The Henry house is virtual. It is made of code. Henry reprograms it from time to time, whenever he wants a different look. Right now it is a mansion, but a couple of days ago I walked by and I’m sure it was a Winnebago. Henry programs gardens all around it, where he grows virtual vegetables which he cooks and eats for dinner. He shares them with a virtual groundhog who comes by and nibbles in the garden from time to time. (Note: Henry is not actually graduating from 4th grade - he is moving up into 4th grade. His contribution here is to feed Eva's horses, below.)

The Eva house is a stable. Horses come and go.
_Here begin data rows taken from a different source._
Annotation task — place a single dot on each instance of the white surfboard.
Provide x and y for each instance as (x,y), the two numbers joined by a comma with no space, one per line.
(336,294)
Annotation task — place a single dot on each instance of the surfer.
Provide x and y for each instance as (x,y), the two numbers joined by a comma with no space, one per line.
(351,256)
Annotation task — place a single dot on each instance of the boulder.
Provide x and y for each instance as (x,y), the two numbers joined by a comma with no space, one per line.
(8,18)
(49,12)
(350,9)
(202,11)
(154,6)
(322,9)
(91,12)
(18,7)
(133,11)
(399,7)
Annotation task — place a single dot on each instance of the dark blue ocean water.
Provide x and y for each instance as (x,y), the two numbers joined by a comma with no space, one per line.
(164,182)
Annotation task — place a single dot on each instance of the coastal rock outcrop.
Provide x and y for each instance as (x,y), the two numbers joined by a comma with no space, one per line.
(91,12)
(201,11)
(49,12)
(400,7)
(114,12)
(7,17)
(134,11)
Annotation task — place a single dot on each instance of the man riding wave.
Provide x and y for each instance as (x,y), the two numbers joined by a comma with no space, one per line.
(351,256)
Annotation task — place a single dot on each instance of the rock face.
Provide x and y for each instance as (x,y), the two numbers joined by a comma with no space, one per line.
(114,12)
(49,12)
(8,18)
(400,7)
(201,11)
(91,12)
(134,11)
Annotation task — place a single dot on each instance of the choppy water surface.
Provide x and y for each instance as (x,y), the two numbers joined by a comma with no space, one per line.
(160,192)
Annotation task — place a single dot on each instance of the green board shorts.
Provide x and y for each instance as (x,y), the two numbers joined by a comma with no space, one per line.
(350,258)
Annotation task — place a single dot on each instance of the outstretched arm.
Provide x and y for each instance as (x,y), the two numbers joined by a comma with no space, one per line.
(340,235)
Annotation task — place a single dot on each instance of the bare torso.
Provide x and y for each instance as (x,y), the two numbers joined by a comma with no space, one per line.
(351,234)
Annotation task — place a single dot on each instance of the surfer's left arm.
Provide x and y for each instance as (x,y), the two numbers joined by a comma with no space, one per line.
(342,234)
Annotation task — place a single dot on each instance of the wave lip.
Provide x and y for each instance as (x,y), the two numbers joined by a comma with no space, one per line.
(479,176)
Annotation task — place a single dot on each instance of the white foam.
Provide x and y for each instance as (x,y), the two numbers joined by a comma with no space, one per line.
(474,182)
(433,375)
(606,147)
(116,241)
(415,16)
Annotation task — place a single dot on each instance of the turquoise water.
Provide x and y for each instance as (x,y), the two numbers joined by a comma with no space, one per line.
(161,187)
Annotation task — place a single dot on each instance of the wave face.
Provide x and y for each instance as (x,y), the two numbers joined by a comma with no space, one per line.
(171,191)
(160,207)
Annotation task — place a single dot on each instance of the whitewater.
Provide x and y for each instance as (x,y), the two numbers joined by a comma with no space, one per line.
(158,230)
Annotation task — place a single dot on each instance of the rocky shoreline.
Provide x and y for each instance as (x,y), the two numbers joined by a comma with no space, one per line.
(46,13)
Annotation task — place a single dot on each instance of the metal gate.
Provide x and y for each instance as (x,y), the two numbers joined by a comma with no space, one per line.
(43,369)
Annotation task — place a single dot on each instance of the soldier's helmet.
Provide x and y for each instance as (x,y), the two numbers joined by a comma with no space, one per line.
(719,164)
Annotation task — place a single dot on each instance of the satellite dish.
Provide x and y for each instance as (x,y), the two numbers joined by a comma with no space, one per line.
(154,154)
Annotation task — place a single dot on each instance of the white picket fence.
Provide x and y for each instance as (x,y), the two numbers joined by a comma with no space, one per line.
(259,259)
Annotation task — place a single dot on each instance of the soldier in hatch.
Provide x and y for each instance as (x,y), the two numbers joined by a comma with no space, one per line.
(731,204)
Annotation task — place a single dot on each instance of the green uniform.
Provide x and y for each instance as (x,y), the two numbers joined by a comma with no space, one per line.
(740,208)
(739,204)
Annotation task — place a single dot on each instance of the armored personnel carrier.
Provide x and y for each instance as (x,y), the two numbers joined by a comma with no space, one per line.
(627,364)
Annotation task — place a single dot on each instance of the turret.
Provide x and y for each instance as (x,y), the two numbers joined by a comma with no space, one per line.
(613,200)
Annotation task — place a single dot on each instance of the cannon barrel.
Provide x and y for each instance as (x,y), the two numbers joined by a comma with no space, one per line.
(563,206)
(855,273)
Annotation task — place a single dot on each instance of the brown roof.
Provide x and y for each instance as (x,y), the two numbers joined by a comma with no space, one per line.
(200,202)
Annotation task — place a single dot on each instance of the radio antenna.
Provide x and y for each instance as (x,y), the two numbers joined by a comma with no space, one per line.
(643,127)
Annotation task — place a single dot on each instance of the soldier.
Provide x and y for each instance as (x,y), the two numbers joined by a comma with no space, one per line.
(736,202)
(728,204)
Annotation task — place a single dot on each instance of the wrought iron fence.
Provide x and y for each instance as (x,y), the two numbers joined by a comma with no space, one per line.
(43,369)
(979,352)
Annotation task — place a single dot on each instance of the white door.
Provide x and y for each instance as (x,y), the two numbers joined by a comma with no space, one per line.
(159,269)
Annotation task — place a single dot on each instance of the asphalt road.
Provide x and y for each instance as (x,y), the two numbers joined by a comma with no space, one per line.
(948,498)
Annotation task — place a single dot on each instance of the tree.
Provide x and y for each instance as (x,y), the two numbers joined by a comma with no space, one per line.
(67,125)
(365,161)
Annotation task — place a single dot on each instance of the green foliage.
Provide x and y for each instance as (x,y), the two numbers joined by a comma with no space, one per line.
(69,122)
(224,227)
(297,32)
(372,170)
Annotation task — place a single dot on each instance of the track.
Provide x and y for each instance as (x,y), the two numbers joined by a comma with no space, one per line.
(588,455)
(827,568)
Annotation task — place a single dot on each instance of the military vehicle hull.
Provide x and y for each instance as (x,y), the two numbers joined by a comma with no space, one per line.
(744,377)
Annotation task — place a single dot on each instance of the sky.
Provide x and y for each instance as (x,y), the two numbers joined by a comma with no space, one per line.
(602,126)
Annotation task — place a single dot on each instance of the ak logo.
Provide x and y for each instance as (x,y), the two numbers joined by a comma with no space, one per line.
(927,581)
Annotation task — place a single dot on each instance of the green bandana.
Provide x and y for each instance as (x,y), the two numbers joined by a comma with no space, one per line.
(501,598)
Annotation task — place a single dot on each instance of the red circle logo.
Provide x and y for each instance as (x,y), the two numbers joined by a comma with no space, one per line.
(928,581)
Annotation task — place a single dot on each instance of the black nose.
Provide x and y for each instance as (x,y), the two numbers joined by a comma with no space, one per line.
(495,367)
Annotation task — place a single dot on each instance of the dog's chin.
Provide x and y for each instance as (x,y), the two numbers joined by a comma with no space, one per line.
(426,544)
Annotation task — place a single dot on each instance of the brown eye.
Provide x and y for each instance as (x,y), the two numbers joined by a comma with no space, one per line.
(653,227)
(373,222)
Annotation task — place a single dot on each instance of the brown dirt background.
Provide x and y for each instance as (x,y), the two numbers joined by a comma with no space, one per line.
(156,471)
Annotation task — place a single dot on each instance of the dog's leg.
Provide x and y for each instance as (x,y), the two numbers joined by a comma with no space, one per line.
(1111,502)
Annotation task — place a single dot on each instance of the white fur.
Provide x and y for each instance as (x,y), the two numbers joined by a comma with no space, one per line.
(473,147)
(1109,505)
The Eva house is full of hay and has a huge yard where the horses race each other and practice jumping over the fences out into the neighborhood. Sometimes they visit the Henry house, and help themselves to some good carrots or apples from the virtual garden, but they always complain that the food there isn’t very filling.

The Adri house is a mass of singing and acrobatics. It is a swirl of bright colors, and every few minutes it plays a fanfare. Ideas pop out through the windows and float away on the breeze like bubbles.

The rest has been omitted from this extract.